Following a wave of consolidation across various provider-led healthcare specialties, private equity investors recently started targeting the medical aesthetics industry, which includes a convergence of medical spas (“MedSpas”), cosmetic dermatology practices, and plastic surgery practices.

The dermatology sector has experienced significant consolidation over the past decade, with over 30 private equity-backed platforms dedicated to dermatology now operating nationwide. These firms originally focused on services that receive reimbursement from government and commercial insurance providers. Private equity firms have been hesitant to invest in aesthetic only groups, due to concerns about cyclicality and the risks associated with customers covering 100% of service costs out of pocket. 

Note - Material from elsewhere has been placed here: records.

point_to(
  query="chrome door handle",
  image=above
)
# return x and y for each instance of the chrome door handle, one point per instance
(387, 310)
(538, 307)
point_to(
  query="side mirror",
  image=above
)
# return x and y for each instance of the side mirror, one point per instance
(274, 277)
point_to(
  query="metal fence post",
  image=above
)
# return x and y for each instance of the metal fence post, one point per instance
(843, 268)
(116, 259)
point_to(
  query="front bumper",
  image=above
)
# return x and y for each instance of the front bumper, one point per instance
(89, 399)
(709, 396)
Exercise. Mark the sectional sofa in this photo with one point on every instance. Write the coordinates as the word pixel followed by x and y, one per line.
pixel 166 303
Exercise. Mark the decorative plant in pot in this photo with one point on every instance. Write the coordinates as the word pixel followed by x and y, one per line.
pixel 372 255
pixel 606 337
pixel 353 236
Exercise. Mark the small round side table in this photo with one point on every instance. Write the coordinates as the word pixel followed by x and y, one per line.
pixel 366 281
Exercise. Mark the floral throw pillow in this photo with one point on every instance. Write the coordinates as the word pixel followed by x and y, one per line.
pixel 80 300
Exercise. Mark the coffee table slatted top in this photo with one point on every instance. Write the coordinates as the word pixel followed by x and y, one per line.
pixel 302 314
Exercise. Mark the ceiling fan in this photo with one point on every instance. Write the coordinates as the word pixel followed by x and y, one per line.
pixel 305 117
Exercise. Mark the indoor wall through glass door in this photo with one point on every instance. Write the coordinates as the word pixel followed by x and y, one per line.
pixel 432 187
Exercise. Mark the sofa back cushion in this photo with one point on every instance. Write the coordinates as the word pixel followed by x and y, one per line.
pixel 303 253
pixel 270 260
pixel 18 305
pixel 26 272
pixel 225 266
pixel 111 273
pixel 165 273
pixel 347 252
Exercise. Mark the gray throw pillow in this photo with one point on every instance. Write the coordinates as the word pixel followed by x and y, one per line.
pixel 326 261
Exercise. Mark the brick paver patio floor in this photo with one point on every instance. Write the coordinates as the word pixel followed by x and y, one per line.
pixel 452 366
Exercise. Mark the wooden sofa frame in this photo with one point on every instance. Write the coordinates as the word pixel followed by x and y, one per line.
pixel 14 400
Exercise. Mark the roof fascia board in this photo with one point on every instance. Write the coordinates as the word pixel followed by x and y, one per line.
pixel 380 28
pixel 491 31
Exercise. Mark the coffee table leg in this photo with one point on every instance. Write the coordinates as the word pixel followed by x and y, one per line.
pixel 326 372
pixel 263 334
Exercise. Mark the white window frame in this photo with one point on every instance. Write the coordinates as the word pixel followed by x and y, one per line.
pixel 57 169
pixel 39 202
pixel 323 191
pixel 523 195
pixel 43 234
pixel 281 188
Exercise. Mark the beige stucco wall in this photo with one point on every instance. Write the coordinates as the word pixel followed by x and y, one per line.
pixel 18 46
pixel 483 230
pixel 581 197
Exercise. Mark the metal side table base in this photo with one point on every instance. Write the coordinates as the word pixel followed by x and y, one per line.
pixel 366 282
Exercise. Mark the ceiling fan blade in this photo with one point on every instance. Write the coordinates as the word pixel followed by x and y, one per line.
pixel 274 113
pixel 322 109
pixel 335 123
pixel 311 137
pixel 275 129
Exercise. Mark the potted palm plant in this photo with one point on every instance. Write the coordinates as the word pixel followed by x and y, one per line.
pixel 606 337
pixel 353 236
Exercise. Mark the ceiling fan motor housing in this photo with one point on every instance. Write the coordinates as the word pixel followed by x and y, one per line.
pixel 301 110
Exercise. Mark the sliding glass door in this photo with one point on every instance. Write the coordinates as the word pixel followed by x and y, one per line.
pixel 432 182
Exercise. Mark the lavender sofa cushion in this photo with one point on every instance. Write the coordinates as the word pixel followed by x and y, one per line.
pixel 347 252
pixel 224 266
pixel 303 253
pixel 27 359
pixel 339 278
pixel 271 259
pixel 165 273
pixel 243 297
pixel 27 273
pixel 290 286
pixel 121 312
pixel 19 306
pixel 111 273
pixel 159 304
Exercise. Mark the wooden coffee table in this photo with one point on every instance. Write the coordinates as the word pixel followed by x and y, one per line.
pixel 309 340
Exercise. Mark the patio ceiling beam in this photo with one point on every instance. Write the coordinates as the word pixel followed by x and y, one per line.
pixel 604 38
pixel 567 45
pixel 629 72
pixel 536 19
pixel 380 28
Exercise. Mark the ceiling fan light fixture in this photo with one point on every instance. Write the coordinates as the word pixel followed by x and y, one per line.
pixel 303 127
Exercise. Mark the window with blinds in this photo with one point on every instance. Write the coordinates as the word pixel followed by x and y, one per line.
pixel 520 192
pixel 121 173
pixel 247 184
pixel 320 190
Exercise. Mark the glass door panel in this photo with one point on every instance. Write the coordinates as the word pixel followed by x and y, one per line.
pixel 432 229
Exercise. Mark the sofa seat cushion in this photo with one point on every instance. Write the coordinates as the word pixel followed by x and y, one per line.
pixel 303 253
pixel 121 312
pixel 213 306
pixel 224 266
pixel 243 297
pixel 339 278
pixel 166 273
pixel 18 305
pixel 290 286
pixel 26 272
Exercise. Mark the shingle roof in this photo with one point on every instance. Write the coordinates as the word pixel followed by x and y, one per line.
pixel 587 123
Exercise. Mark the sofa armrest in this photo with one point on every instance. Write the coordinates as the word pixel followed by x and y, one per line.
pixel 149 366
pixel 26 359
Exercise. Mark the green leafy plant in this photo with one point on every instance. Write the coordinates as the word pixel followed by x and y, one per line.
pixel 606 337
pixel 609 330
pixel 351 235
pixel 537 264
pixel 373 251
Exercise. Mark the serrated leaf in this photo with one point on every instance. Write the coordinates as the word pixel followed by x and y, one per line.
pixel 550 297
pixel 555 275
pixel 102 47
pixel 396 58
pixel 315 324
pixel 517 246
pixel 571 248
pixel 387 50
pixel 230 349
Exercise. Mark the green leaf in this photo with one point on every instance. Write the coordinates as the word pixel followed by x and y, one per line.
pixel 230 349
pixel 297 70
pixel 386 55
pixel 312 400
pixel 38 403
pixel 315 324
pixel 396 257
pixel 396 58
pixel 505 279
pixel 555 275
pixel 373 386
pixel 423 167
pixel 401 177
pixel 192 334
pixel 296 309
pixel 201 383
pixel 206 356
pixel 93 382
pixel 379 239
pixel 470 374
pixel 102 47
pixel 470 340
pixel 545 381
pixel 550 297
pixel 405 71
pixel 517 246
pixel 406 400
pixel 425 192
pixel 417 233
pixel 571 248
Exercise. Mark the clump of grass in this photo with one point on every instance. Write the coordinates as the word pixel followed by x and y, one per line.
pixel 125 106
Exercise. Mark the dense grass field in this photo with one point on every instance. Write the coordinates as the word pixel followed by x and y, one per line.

The tide began to turn as private equity sponsors recognized the significant market fragmentation and attractive macro/micro dynamics existing in the medical aesthetics space.Over the years, there has been a shift in how private equity in the medical aesthetics views skincare, considering it to be somewhat recession-proof.

 In addition, the North American medical aesthetics market boasts a market size of $22.84 billion as of 2023, exhibiting a CAGR of 13.0%, and is expected to reach $67.89 billion by 20321

Over the past 24 months, there has been a surge of new private equity platform investments established in the medical aesthetics market, including Olympus Cosmetic Group (VSS Capital), Advanced Medaesthetic Partners (Leon Capital Group), Alpha Aesthetics Partners (Thurston Group), Princeton Medspa Partners (Princeton Equity Group), Athenix (Latticework Capital), and Inspire Aesthetics (Hidden Harbor Capital Partners), further illustrating interest in Medical Aesthetic groups and the expanding market for acquisitions.

Given the surge of investment interest and M&A activity, there are a few drivers motivating private equity investors that are investing in the medical aesthetics space.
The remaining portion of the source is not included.